Stocks wasted no time pushing to new highs late last week… thanks to the bears.
Yes, The S&P 500 closed at a new all-time high on Friday. Stocks are up more than 5% on the year now. But a lot of traders are sold on the market’s strength right now…
“[Short sellers] are loading up again, sending bearish wagers in the SPDR exchange-traded fund tracking the Standard & Poor’s 500 Index (VIX) to almost 11 percent of its shares, the highest proportion since 2012,” Bloomberg reports.
No worries. You can make these bearish bets work in your favor. It’s worked before—and it could work again this year.
After bearish bets peaked in 2011 and 2012, Bloomberg notes that the S&P rallied more than 14% in six months.
“One of the best things you could do in the stock market over the last three years has been to buy shares from short sellers,” Bloomberg declares, “who borrow stock with the aim of replacing it once the price falls.”
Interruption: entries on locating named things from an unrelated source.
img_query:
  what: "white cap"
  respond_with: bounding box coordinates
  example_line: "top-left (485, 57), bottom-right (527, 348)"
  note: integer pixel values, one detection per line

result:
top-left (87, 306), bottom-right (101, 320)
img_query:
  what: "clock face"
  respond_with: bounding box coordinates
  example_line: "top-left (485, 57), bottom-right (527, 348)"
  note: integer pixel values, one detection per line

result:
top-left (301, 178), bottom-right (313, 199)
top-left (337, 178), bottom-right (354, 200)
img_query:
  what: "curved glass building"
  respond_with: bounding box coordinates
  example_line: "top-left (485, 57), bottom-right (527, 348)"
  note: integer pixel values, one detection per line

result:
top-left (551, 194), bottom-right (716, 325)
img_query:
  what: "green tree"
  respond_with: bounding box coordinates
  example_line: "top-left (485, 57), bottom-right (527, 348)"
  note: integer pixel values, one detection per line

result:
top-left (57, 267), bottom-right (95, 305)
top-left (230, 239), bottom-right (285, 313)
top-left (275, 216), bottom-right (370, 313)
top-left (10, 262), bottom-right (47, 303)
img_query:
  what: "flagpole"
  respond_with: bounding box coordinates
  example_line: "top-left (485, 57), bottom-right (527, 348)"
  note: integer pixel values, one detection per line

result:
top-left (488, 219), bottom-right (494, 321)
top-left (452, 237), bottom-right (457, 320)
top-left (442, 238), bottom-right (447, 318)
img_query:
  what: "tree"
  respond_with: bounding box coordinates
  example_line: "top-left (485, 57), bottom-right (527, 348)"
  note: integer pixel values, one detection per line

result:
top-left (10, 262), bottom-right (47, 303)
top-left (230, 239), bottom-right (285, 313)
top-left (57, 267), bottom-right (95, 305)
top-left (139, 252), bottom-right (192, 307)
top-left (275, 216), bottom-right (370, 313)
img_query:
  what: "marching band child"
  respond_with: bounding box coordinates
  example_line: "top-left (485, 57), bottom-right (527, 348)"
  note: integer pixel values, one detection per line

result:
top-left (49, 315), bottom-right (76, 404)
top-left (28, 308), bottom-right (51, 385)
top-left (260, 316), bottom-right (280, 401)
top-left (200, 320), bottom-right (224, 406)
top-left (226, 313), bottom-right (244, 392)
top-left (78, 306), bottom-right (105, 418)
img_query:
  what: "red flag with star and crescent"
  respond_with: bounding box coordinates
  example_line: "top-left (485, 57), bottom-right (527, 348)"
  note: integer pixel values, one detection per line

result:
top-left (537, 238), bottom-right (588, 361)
But it isn’t just the bears who hate stocks. The average investor isn’t down with this rally, either.
“According to a new study published in the Financial Analysts Journal, investors (that’s both individual investors an institutional investors) currently have the lowest percentage of their portfolios invested in stocks since they began collecting data in 1959,” reports Jonas Elmerraji from our trading desk. “Just 37.7% of portfolios are stock positions at last count.”
“How many years of blockbuster returns can investors sit out on before they start acting impulsively and we get a return to a buying frenzy market?” Jonas asks. “My guess is not many more. Even though stocks are hitting new high notes this month, we’re far from being in an irrationally exuberant market.”